In an interview at the NIH Pragmatic Trials Collaboratory’s annual Steering Committee meeting and 10th anniversary celebration, we asked Dr. Liz Turner and Dr. Patrick Heagerty to reflect on the role of the Biostatistics and Study Design Core Working Group in helping the NIH Collaboratory Trial teams design their trials and analyze the data, and to discuss their focus for the Core's future contributions to pragmatic clinical trials.
Based on your experience working with the NIH Collaboratory Trials, what are some of the common challenges of the Core?
Given the pragmatic nature of the NIH Collaboratory Trials, most use a design that involves some kind of clustering of outcomes. This could be a cluster randomized design or an individually randomized group treatment trial. As a consequence, nearly all projects face the challenge of how to account for clustering in both the design and analysis of the trial.
For the NIH Collaboratory Trials that use a cluster randomized design, one of the most common challenges is deciding between a stepped-wedge design and a standard parallel-arm design. The Core’s recommendation is clear: only use a stepped-wedge design if you have to! Likewise, only use a cluster randomized design if you have to and, if possible, use an individually randomized design. Nevertheless, a cluster randomized design is often the design of choice to address a pragmatic research question, and a stepped-wedge cluster randomized design may be the only way to perform a randomized evaluation of an intervention (for example, when all centers wish to receive the intervention in order to agree to participate in the trial).
From an analysis perspective, common challenges involve how to handle missing outcome data and how to handle longitudinal (that is, repeated) measures data. For both design and analysis, as you can imagine, the COVID-19 pandemic has posed huge challenges, including how to handle the disruption of an ongoing stepped-wedge trial (as in the GGC4H NIH Collaboratory Trial). In short, clustering of outcomes is the biggest theme (and challenge) across the NIH Collaboratory Trials.
What strategies have NIH Collaboratory Trials used to overcome these barriers?
A common strategy used by the NIH Collaboratory Trials to overcome these barriers has been to leverage what we call the “Core group process.” This dynamic process is driven by the NIH Collaboratory Trials and supported by the Core, together with NIH Collaboratory leadership. The process is centered around the monthly Core meeting to which all NIH Collaboratory Trial teams are invited and that involves all Core members. These meetings provide dedicated time for each study team to provide project updates and elicit feedback from the Core and the other NIH Collaboratory Trial teams. In particular, all the study teams are invited to present at least once during the UG3 planning phase and on multiple occasions during the UH3 implementation phase. Core members are also available for ad hoc, smaller group meetings, as requested. What this process allows is for the NIH Collaboratory Trials to present challenges and for us to jointly identify solutions.
How are the NIH Collaboratory Trials’ experiences with the Core helping the field of pragmatic research?
Through the challenges and ideas that have been brought to the Core, the NIH Collaboratory Trials have pushed the field of pragmatic research. In particular, through the Core group process, they have pushed the Core to solve methodological challenges and provide tools to tackle the design issues that arise in the changing research landscape.
A key example of the Core’s methodological work was inspired by the STOP CRC NIH Collaboratory Trial and is related to the design and analysis choices faced in the unique context of embedded pragmatic trials. This example addresses a common challenge in embedded pragmatic trials, namely how to handle varying cluster sizes, something that arises in so many of the NIH Collaboratory Trials. The research, recently published in Contemporary Clinical Trials, highlights that a seemingly natural analysis in this context may produce a biased inference about intervention effectiveness, which is clearly problematic.
The second example is the Core’s recently published Statistical Analysis Plan Checklist for Addressing COVID-19 Impacts. Development of this tool was inspired by the many challenges faced by the NIH Collaboratory Trials as a result of the COVID-19 pandemic, such as delayed recruitment (as in the BackInAction NIH Collaboratory Trial) and adjustments to how interventions were delivered (as in the ACP PEACE NIH Collaboratory Trial).
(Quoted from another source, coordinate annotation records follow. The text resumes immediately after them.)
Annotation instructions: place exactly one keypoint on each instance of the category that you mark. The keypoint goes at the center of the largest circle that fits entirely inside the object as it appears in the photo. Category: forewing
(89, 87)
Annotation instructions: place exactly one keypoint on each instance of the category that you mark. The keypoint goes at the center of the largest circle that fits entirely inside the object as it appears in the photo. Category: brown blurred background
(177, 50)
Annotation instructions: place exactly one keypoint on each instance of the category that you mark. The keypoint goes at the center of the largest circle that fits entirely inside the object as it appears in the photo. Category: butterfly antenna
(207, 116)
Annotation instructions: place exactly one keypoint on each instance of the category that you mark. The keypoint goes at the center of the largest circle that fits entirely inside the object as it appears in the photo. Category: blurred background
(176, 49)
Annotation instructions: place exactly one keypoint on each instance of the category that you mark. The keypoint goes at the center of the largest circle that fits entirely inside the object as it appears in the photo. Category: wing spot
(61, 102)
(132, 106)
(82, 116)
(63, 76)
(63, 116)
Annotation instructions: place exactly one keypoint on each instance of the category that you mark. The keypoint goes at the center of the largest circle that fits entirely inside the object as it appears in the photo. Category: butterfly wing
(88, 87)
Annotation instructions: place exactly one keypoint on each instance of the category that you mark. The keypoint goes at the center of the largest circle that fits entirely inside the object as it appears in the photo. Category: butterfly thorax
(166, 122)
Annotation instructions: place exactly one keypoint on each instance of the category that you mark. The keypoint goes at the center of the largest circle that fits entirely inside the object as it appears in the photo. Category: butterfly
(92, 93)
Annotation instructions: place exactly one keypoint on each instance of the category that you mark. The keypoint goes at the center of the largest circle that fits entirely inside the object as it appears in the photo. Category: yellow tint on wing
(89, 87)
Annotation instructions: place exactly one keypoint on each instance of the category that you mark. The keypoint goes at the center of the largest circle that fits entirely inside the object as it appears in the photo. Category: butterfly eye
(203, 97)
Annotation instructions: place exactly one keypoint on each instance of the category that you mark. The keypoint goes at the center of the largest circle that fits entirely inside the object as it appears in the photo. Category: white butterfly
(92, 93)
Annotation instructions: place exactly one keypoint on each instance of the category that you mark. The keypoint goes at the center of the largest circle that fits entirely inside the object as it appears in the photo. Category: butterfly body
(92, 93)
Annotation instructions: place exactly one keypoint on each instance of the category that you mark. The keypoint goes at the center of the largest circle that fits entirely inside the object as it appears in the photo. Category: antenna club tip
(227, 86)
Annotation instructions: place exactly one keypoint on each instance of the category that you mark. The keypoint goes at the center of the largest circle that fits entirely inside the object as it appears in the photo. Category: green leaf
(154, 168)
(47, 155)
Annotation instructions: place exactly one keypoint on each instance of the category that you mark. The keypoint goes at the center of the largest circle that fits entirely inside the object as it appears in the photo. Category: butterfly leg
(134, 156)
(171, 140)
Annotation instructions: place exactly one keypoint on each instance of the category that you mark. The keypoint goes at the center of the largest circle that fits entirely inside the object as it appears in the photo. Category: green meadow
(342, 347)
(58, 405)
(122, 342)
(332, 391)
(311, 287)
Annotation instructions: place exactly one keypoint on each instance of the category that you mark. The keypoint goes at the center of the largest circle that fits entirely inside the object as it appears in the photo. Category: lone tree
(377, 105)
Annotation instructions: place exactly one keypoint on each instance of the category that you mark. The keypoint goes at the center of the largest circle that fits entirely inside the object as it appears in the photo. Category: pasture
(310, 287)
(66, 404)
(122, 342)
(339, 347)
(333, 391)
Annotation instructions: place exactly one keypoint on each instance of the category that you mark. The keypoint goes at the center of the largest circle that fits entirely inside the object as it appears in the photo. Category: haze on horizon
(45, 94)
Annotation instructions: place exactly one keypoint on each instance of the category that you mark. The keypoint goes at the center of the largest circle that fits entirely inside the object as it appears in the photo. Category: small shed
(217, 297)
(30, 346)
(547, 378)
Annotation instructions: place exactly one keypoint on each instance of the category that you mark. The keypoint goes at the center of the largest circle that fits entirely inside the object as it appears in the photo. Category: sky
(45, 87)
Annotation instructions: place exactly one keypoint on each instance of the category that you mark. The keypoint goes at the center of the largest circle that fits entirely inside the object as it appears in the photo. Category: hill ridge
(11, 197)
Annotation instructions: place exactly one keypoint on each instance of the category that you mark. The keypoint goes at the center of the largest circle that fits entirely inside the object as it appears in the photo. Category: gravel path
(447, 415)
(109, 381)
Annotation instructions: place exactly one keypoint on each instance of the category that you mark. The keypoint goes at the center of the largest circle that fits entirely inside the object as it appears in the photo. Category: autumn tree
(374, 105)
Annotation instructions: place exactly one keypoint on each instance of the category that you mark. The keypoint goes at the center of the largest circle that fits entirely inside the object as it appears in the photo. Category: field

What do you think the Core can contribute over the next decade?
The Core has a lot to contribute over the next decade. A key goal is to ensure we are building and diversifying the next generation of statisticians who are experts in pragmatic trials and who can engage deeply in the design and analysis of pragmatic trials embedded in healthcare systems.
To achieve this, we need to continue to bring trainees into the Core, as we have done over the past 6 years, through funded graduate research assistant positions. By doing this, we should be able to not only build the next generation of pragmatic trial experts but also build scholarship in pragmatic trial methodology by identifying methodological gaps needed to be filled so the NIH Collaboratory Trials study teams—and pragmatic trialists in the broader research community—have the best methods available to them.
The opportunity to participate in a cross-institution working group such as ours is surprisingly rare. As a consequence, we are in a unique position to not only build the next generation of experts but also to strength our own collective expertise and knowledge by learning from each other’s perspectives.